Have you ever noticed? When you go on a trip, there will be some kind of non-vacation fun disaster associated with it. It happens every time. For us, there have been tornados, hurricanes, lightning strikes, floods, flat tires, failed RV batteries, blistering heat, unexpected cold...you name it. And yet, year after year we do it anyway. Pack up and head for the hills, or in my case, a track.
This year proved no difference. Not 90 miles from home, the truck made this funny squealing noise. Both of us looked at the dashboard and the worry worm started tightening our stomachs. The noise disappeared equally quickly. We sighed in relief. And then it came back. A squeal from somewhere beyond the firewall followed by a distant, "Pop."

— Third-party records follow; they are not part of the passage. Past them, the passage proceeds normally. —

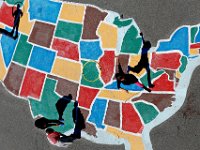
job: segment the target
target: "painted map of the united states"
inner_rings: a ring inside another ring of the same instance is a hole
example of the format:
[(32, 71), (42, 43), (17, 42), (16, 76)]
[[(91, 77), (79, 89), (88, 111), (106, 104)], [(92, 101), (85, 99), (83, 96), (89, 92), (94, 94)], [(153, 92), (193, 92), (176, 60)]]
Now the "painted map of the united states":
[[(12, 30), (13, 6), (15, 1), (2, 2), (0, 28)], [(33, 118), (48, 119), (58, 118), (57, 100), (72, 94), (85, 118), (84, 138), (149, 150), (150, 130), (181, 107), (187, 80), (200, 64), (199, 26), (182, 26), (150, 50), (151, 93), (136, 84), (121, 85), (127, 93), (117, 88), (115, 73), (117, 58), (124, 72), (141, 58), (141, 31), (133, 19), (54, 0), (24, 0), (21, 9), (19, 37), (0, 38), (0, 80), (8, 91), (30, 104)], [(148, 86), (145, 69), (134, 75)], [(56, 131), (72, 133), (73, 103)]]

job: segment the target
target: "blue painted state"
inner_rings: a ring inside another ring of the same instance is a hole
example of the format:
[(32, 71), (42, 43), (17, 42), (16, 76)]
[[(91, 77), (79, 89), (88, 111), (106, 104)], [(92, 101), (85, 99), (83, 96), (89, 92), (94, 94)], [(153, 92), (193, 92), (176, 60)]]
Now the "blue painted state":
[(196, 37), (195, 37), (195, 43), (198, 43), (200, 42), (200, 27), (199, 27), (199, 31), (198, 33), (196, 34)]
[(88, 121), (96, 124), (97, 128), (105, 128), (103, 125), (103, 119), (106, 111), (106, 105), (106, 99), (96, 99), (92, 106), (91, 115)]
[(98, 60), (103, 54), (100, 47), (100, 41), (81, 41), (80, 42), (81, 58)]
[[(143, 88), (139, 87), (136, 84), (124, 85), (123, 83), (121, 83), (120, 86), (129, 91), (142, 91), (143, 90)], [(110, 90), (118, 90), (117, 81), (114, 81), (113, 83), (107, 85), (105, 88), (110, 89)]]
[(188, 27), (177, 30), (170, 41), (161, 41), (157, 51), (180, 50), (184, 55), (189, 55)]
[(30, 20), (42, 20), (56, 23), (61, 3), (50, 0), (29, 0)]
[[(7, 31), (11, 31), (10, 28), (5, 28)], [(18, 34), (18, 36), (20, 37), (20, 34)], [(14, 54), (14, 51), (15, 51), (15, 47), (17, 45), (17, 42), (18, 42), (18, 39), (17, 38), (16, 40), (14, 40), (13, 38), (9, 37), (9, 36), (6, 36), (6, 35), (2, 35), (2, 38), (1, 38), (1, 47), (2, 47), (2, 53), (3, 53), (3, 58), (4, 58), (4, 62), (5, 62), (5, 65), (6, 67), (9, 66), (11, 60), (12, 60), (12, 57), (13, 57), (13, 54)]]
[(50, 73), (55, 56), (55, 52), (35, 46), (31, 54), (29, 66)]

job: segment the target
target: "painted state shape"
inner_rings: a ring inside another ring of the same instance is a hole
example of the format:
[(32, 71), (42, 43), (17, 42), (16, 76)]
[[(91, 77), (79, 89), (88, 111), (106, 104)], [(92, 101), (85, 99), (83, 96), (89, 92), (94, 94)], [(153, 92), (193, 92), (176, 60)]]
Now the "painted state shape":
[(59, 76), (67, 80), (79, 82), (81, 78), (81, 71), (82, 69), (80, 63), (56, 58), (51, 73), (55, 76)]
[(29, 36), (29, 42), (50, 48), (54, 29), (54, 25), (36, 21)]
[(12, 27), (14, 23), (14, 18), (12, 16), (12, 6), (8, 6), (3, 2), (0, 8), (0, 22)]
[(73, 42), (79, 42), (82, 33), (82, 25), (66, 21), (59, 21), (56, 27), (55, 36)]
[(140, 136), (134, 136), (132, 134), (121, 131), (120, 129), (107, 127), (106, 131), (111, 133), (117, 138), (123, 138), (130, 144), (130, 150), (145, 150), (143, 139)]
[(92, 6), (87, 6), (85, 11), (82, 39), (99, 39), (96, 31), (100, 22), (103, 21), (106, 16), (106, 12)]
[(66, 79), (62, 79), (56, 76), (52, 76), (52, 75), (48, 75), (47, 76), (50, 79), (55, 79), (57, 81), (57, 85), (56, 85), (56, 89), (55, 91), (59, 94), (59, 95), (72, 95), (72, 99), (76, 100), (77, 97), (77, 91), (78, 91), (78, 87), (79, 84), (66, 80)]
[(58, 51), (57, 56), (79, 61), (78, 45), (66, 40), (54, 38), (52, 49)]
[(141, 133), (143, 130), (140, 117), (130, 103), (122, 104), (122, 129), (133, 133)]
[(142, 93), (139, 97), (133, 98), (132, 101), (144, 100), (149, 103), (154, 104), (159, 111), (164, 111), (166, 108), (172, 106), (172, 102), (175, 100), (174, 94), (154, 94), (154, 93)]
[(108, 107), (106, 110), (105, 119), (104, 119), (104, 124), (112, 126), (112, 127), (120, 128), (120, 124), (121, 124), (120, 117), (121, 117), (120, 103), (109, 101)]
[(142, 46), (142, 38), (138, 37), (139, 31), (131, 26), (126, 32), (121, 46), (122, 53), (138, 54)]
[(81, 58), (98, 60), (103, 54), (100, 41), (81, 41), (80, 42)]
[(116, 101), (128, 101), (131, 98), (133, 98), (134, 96), (137, 96), (139, 94), (139, 92), (126, 92), (124, 90), (107, 90), (107, 89), (102, 89), (99, 94), (98, 97), (101, 98), (107, 98), (110, 100), (116, 100)]
[(25, 67), (21, 67), (15, 63), (11, 63), (8, 69), (4, 84), (6, 88), (15, 95), (19, 95), (25, 70)]
[(92, 102), (95, 100), (99, 90), (89, 87), (80, 86), (78, 102), (81, 107), (90, 109)]
[[(29, 99), (32, 114), (34, 117), (42, 115), (48, 119), (58, 118), (58, 113), (55, 104), (60, 97), (54, 92), (55, 86), (56, 86), (56, 81), (47, 78), (45, 81), (41, 101), (38, 102), (34, 99), (31, 98)], [(72, 119), (72, 109), (74, 108), (73, 105), (74, 105), (73, 102), (69, 103), (63, 113), (63, 119), (65, 120), (65, 125), (53, 127), (54, 130), (64, 133), (66, 131), (73, 129), (74, 127), (74, 122)]]
[[(143, 88), (139, 87), (136, 84), (124, 85), (123, 83), (121, 83), (120, 86), (121, 86), (121, 88), (124, 88), (129, 91), (142, 91), (143, 90)], [(117, 81), (112, 82), (111, 84), (107, 85), (105, 88), (110, 89), (110, 90), (118, 90)]]
[(192, 27), (190, 29), (190, 42), (191, 43), (195, 42), (195, 36), (196, 36), (197, 31), (198, 31), (198, 27)]
[(106, 111), (107, 100), (106, 99), (96, 99), (89, 116), (88, 121), (94, 123), (97, 128), (104, 129), (103, 119)]
[(178, 29), (168, 41), (160, 41), (157, 51), (169, 52), (180, 50), (185, 56), (189, 55), (189, 35), (188, 27)]
[(27, 41), (28, 36), (21, 34), (17, 48), (14, 53), (13, 61), (22, 65), (27, 65), (31, 53), (32, 45)]
[(118, 29), (115, 26), (106, 22), (101, 22), (97, 33), (101, 39), (101, 45), (103, 49), (117, 48)]
[(81, 84), (94, 88), (102, 88), (103, 83), (100, 80), (101, 75), (98, 70), (98, 64), (94, 61), (82, 61), (83, 72)]
[(50, 23), (57, 22), (62, 3), (50, 0), (29, 0), (29, 4), (30, 20), (36, 19)]
[[(6, 30), (9, 32), (11, 31), (11, 29), (9, 28), (6, 28)], [(3, 53), (3, 58), (4, 58), (6, 67), (10, 65), (13, 54), (15, 52), (17, 42), (18, 42), (18, 39), (14, 40), (13, 38), (10, 38), (6, 35), (2, 35), (1, 37), (1, 47), (2, 47), (2, 53)]]
[[(4, 0), (4, 1), (6, 1), (10, 5), (15, 5), (16, 4), (15, 0)], [(23, 4), (23, 3), (24, 3), (24, 0), (20, 0), (20, 4)]]
[(181, 57), (181, 66), (179, 68), (180, 73), (183, 73), (187, 67), (188, 59), (185, 56)]
[(178, 52), (153, 53), (151, 67), (157, 69), (177, 70), (180, 67), (181, 54)]
[(145, 124), (154, 120), (159, 112), (152, 106), (143, 102), (134, 104)]
[(31, 96), (36, 99), (40, 99), (40, 95), (42, 92), (45, 74), (32, 70), (27, 69), (24, 77), (24, 81), (22, 83), (22, 89), (20, 92), (21, 97), (28, 97)]
[(118, 28), (129, 26), (133, 22), (132, 19), (120, 19), (120, 17), (115, 17), (113, 24)]
[(19, 31), (27, 35), (30, 34), (33, 27), (33, 21), (29, 20), (28, 8), (29, 8), (29, 0), (25, 0), (23, 8), (21, 8), (21, 10), (23, 11), (23, 16), (20, 19)]
[(50, 73), (55, 59), (55, 52), (41, 47), (33, 47), (29, 66)]
[(174, 91), (174, 81), (169, 80), (167, 73), (162, 74), (157, 80), (153, 82), (155, 85), (152, 91)]
[(195, 36), (195, 43), (198, 43), (198, 42), (200, 42), (200, 27), (198, 29), (198, 33)]
[(99, 66), (101, 70), (101, 78), (105, 84), (112, 80), (115, 67), (115, 52), (104, 51), (104, 55), (100, 58)]
[(63, 3), (60, 13), (60, 19), (83, 23), (85, 15), (85, 6), (75, 3)]

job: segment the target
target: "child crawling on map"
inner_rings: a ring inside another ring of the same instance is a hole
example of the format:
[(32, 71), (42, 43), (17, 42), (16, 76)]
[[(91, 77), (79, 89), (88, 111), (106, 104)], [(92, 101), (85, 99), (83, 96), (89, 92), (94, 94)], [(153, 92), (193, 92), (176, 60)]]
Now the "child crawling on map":
[(23, 12), (21, 11), (19, 4), (17, 4), (17, 10), (15, 10), (15, 12), (13, 12), (13, 8), (12, 8), (12, 16), (14, 17), (14, 25), (13, 25), (11, 34), (13, 35), (14, 31), (16, 30), (15, 37), (18, 37), (18, 28), (19, 28), (19, 23), (20, 23), (20, 17), (23, 16)]
[(153, 88), (154, 85), (151, 83), (150, 68), (148, 61), (148, 51), (151, 48), (151, 43), (149, 41), (144, 40), (143, 33), (140, 33), (140, 35), (142, 36), (142, 41), (143, 41), (141, 59), (135, 67), (128, 66), (127, 73), (129, 73), (129, 71), (140, 73), (141, 70), (145, 68), (147, 71), (148, 86), (150, 88)]
[[(123, 89), (120, 87), (121, 83), (123, 83), (124, 85), (136, 84), (139, 87), (144, 88), (146, 91), (151, 92), (151, 90), (149, 88), (147, 88), (145, 85), (143, 85), (142, 83), (140, 83), (134, 75), (125, 74), (122, 70), (120, 63), (118, 64), (118, 70), (119, 70), (119, 73), (115, 74), (115, 77), (117, 79), (117, 88), (118, 89)], [(123, 90), (128, 92), (128, 90), (126, 90), (126, 89), (123, 89)]]
[(47, 139), (51, 144), (60, 147), (67, 147), (76, 139), (72, 136), (66, 136), (60, 132), (56, 132), (52, 128), (46, 129), (46, 134)]

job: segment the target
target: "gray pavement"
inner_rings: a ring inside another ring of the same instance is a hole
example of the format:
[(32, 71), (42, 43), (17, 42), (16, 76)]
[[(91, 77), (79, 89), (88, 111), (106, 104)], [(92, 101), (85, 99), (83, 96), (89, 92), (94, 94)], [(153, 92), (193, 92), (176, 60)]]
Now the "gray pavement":
[[(73, 0), (80, 2), (79, 0)], [(199, 0), (81, 0), (134, 18), (154, 46), (181, 25), (200, 22)], [(195, 71), (183, 108), (151, 132), (154, 150), (198, 150), (200, 148), (200, 67)], [(14, 98), (0, 85), (0, 150), (62, 150), (48, 143), (43, 131), (34, 128), (28, 103)], [(113, 150), (124, 146), (75, 142), (69, 149)]]

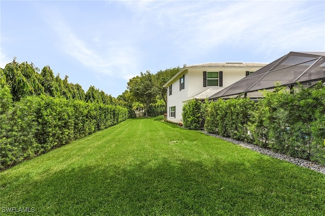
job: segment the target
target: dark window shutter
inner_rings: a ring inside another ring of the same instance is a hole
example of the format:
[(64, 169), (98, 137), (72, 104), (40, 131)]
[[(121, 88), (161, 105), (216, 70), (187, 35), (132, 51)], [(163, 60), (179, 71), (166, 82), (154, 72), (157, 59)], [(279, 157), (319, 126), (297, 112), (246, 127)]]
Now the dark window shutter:
[(222, 87), (222, 71), (219, 71), (219, 86)]
[(179, 90), (182, 90), (182, 78), (179, 78)]

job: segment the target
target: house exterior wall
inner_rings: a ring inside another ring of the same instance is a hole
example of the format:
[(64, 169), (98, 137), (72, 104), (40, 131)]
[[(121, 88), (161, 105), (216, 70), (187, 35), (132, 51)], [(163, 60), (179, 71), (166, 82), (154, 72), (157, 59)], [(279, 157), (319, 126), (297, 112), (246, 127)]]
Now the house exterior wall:
[[(262, 68), (259, 67), (220, 66), (188, 67), (176, 75), (167, 83), (167, 120), (175, 122), (182, 122), (182, 112), (184, 102), (194, 98), (201, 92), (213, 86), (203, 86), (203, 71), (222, 71), (222, 88), (232, 84), (246, 76), (246, 71), (255, 71)], [(185, 89), (180, 91), (179, 79), (184, 75)], [(172, 94), (169, 95), (169, 86), (172, 85)], [(175, 106), (175, 117), (170, 116), (170, 107)]]

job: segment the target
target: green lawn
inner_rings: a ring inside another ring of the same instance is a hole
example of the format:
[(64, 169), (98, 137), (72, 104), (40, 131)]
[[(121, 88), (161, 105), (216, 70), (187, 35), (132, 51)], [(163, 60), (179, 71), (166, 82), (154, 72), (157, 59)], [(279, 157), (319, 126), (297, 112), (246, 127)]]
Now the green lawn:
[(128, 119), (0, 178), (4, 215), (325, 214), (325, 175), (152, 118)]

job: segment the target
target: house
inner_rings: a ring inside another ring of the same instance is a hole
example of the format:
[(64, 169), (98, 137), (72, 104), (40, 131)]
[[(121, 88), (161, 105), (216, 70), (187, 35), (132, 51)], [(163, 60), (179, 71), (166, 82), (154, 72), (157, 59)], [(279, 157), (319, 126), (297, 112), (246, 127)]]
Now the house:
[(167, 120), (182, 122), (184, 102), (208, 98), (266, 65), (225, 62), (185, 65), (164, 85), (167, 88)]
[(136, 110), (134, 111), (135, 113), (136, 114), (136, 118), (138, 117), (143, 117), (143, 113), (138, 111), (138, 110)]
[(276, 85), (290, 91), (298, 84), (310, 87), (319, 81), (325, 82), (325, 52), (290, 52), (211, 95), (209, 99), (240, 95), (257, 99), (263, 97), (258, 91), (272, 91)]

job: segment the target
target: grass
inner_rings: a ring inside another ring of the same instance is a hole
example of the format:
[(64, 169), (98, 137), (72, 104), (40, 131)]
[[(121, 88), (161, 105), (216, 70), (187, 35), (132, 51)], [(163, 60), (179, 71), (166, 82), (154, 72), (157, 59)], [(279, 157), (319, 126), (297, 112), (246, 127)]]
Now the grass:
[(0, 211), (325, 214), (325, 175), (153, 120), (128, 119), (2, 172)]

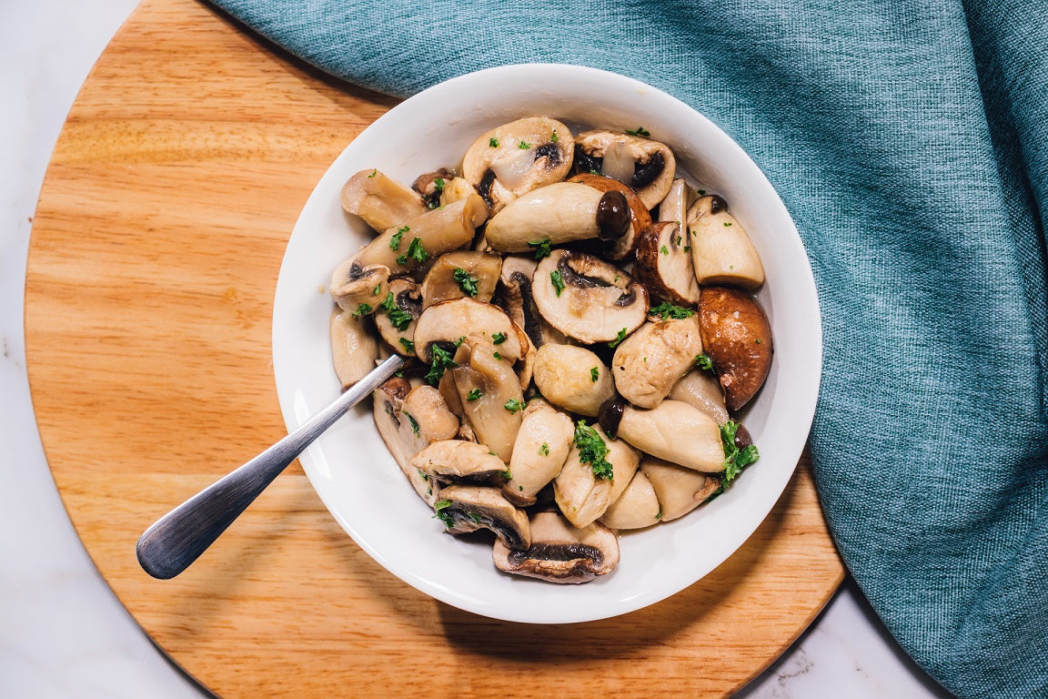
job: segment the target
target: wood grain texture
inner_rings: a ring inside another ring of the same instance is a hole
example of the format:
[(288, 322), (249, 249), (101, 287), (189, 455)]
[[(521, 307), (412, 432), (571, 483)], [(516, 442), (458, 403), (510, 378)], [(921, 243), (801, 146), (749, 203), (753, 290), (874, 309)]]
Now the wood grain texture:
[(395, 104), (192, 0), (149, 0), (69, 114), (34, 222), (26, 351), (56, 482), (156, 643), (239, 697), (723, 697), (836, 589), (807, 461), (714, 573), (601, 622), (437, 603), (345, 536), (298, 466), (187, 573), (138, 567), (173, 505), (283, 436), (270, 316), (284, 246), (330, 161)]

We then discovered we had no power steering, no power assist for the brakes, idiot lights flashed, no fans. ACK! We pulled over and put up the hood. The serpentine belt failed, due to a frozen pulley. This we haven't experienced before--being stuck on the interstate and unable to fix the problem by ourselves. We clearly needed a tow truck...for a pickup pulling a fifth wheel. ACK!
Now, we can be cheap at times. We have always said we weren't going to pay for AAA because we'd never use it. We said the same thing for Good Sam's (the RV equivalent of the car rescue insurance.) Guess who I called? Good Sam's. Who I don't have an account with. But the nice lady on the phone still hunted down a truck stop nearby who could fix our truck and the number for the tow company that could get us there.
Meanwhile, we are convinced that our day is ruined. We're not going to get the part in time. If we leave the trailer on the highway, somebody will steal it. We'll never make it to our campground tonight. In short, the vacation is already shot. Amazing how quickly your day goes down the tubes.
But wait. Not only was there an incredibly helpful person from Good Sam's (who I didn't even pay to be nice,) the tow truck driver from Sturbridge Towing directed us to call a friend or family member with a AAA card so we wouldn't get charged for the tow. He gave us tips on how to deal with getting the truck fixed. In short, he was much more helpful and punctual than I expected. He dropped us at the truck stop within an hour of our disaster. You know, the day is improving.
New England Truck Stop is not like the Pilots or T/A stops we visit while on the road. No. This place belonged to another time. It reminded me a bit of the diner the truckers stopped to eat at in Nebraska. A young man made multiple calls to find the parts, got them delivered within an hour and called a mechanic to come in special to get the belt and pulley replaced. All this after the original statement that he probably couldn't look at the truck until later that night.
3 hours after the detonation of our vacation, we were back on the road. Fixed and ready to go for a price tag far below what we would've paid back at home. We still made it to our campground by 9pm and back on the road the following morning--where we are now enjoying the scenery of Pennsylvania with NO TRAFFIC.
Life is pretty good. I'm extremely grateful today for the kindness of strangers and you can bet we will be getting a Good Sam's membership. It already paid us back in gold.